И когда я заколебалась, его торжественная полуулыбка исчезла.
«Обещай мне, Мэгги. После того, что случилось в крематории, ты должна рассказать кому-нибудь».
Я пообещала.
– Ты слышала о «жаме вю»? – спрашиваю я у Келли. Не жду ее ответа, опасаясь, что у меня сдадут нервы. – Это противоположность дежа вю. Когда я росла, у меня постоянно такое случалось. Это когда что-то или кто-то, что должно быть тебе очень знакомо – например твой дом или твоя семья, – вдруг перестает быть таковым. Ты их не узнаёшь. Они кажутся совершенно чужими. Это ужасное чувство. Как будто мое собственное тело, моя собственная жизнь не принадлежат мне… – Я делаю паузу. – Иногда это заставляет тебя вспомнить то, чего с тобой никогда не происходило. Некоторые люди называют это постсознанием.
– Памятью о прошлой жизни, – подсказывает Келли.
Я киваю.
– На самом деле это довольно распространенная форма диссоциации. – Я делаю слабый короткий вдох и понимаю, что ужасно нервничаю. Потому что Келли мне нравится, и я хочу ей понравиться. Машинально тянусь к цепочке на шее, прохладный кулон касается моей кожи, прежде чем отпускаю его. – Когда мне было пятнадцать, я наконец набралась смелости и пошла к своему терапевту. Он направил меня к психиатру.
Я думаю о том первом психиатре, о его блестящей лысине, от которой отражался свет. Его сдержанные, вкрадчивые уговоры, которые он с каменным лицом обращал к маме: «Ваша дочь нездорова, миссис Андерсон. Она нездорова уже некоторое время». И мамина ярость, когда мы остались одни, горе и стыд за меня – ее испуганную, доверчивую дочь. «Психические заболевания – это инструмент подавления и невежества. Это способ для мужчин, для общества преследовать нас, называть истеричками. Чтобы держать нас, ведьм, – она выделила это слово, – в клетке».
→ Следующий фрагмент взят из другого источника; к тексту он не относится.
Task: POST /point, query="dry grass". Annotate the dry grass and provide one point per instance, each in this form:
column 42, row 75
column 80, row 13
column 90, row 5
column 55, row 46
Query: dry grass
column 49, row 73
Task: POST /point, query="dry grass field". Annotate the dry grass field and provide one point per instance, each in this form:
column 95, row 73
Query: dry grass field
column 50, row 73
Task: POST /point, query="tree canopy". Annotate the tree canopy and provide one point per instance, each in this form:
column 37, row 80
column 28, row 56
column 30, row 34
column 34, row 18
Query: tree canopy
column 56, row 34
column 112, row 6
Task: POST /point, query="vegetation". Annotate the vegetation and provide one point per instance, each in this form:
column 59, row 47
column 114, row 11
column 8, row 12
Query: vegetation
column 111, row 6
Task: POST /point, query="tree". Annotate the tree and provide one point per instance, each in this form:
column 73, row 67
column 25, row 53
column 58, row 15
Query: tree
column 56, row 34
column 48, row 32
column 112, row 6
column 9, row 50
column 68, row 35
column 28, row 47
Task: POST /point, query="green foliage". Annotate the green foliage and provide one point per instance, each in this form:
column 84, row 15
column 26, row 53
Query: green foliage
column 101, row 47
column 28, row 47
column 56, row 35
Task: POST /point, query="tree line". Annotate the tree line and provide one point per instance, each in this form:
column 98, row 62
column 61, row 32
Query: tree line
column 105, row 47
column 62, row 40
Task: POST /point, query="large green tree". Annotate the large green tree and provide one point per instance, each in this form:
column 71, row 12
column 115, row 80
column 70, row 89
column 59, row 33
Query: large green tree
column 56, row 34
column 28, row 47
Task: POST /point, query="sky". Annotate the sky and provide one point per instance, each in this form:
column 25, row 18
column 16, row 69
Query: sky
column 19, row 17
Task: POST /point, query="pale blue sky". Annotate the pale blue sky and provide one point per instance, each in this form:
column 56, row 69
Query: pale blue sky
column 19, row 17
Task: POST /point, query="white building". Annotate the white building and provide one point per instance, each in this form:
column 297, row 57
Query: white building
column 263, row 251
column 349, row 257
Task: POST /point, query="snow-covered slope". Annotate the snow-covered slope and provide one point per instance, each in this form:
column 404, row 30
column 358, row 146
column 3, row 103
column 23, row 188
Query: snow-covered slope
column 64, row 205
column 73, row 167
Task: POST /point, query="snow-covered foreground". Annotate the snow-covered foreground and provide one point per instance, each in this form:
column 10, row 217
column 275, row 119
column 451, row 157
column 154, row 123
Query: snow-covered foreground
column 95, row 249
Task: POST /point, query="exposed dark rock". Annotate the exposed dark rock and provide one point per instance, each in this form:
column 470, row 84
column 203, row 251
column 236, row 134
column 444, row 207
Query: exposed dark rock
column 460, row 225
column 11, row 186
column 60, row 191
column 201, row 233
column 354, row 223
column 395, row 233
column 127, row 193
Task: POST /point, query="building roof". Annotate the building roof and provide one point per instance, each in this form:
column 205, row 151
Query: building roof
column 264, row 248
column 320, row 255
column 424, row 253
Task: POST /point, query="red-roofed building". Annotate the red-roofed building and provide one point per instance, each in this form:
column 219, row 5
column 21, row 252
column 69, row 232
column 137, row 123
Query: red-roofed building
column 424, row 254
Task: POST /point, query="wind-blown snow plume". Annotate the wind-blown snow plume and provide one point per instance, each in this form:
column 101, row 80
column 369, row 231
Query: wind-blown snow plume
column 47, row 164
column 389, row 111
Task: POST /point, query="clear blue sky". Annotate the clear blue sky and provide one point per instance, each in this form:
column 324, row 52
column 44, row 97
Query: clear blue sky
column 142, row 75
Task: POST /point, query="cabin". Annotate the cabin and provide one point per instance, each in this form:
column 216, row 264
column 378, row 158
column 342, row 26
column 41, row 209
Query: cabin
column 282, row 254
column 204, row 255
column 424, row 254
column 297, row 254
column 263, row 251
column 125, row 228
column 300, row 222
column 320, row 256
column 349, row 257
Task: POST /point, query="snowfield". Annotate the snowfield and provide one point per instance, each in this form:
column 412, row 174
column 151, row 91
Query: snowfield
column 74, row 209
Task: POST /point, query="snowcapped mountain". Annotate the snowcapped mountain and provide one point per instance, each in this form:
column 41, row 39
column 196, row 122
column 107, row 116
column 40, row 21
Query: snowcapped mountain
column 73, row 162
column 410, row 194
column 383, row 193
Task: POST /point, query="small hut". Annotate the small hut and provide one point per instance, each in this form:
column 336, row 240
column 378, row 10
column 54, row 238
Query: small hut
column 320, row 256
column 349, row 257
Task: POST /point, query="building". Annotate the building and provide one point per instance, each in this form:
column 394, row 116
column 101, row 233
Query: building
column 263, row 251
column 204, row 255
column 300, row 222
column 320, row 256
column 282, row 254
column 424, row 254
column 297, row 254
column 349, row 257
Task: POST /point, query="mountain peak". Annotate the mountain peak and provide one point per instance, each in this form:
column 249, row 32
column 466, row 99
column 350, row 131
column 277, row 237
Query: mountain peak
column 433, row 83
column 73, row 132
– У меня биполярное расстройство. Это значит, что у меня бывают маниакальные эпизоды, а затем депрессивные. Мания обычно длится всего несколько недель, если вообще длится. Я слишком много пью, трачу слишком много денег, слишком много говорю, слишком мало сплю. Мои мысли несутся как сумасшедшие. Чувствую себя прекрасно. Как будто ничего плохого больше не случится. – Я устремляю взгляд в стол. – А потом ничего не помню. Люди рассказывают мне, что я сделала или сказала, и я извиняюсь, как будто это от чужого имени, понимаешь? Я не могу это описать. Это то же самое, что и «жаме вю». Как будто это не имеет ко мне никакого отношения. Депрессия длится дольше. Я просто прекращаю заниматься чем-либо. – Моя улыбка кажется неуместной. Кроме сна – им я в эти периоды занимаюсь очень много.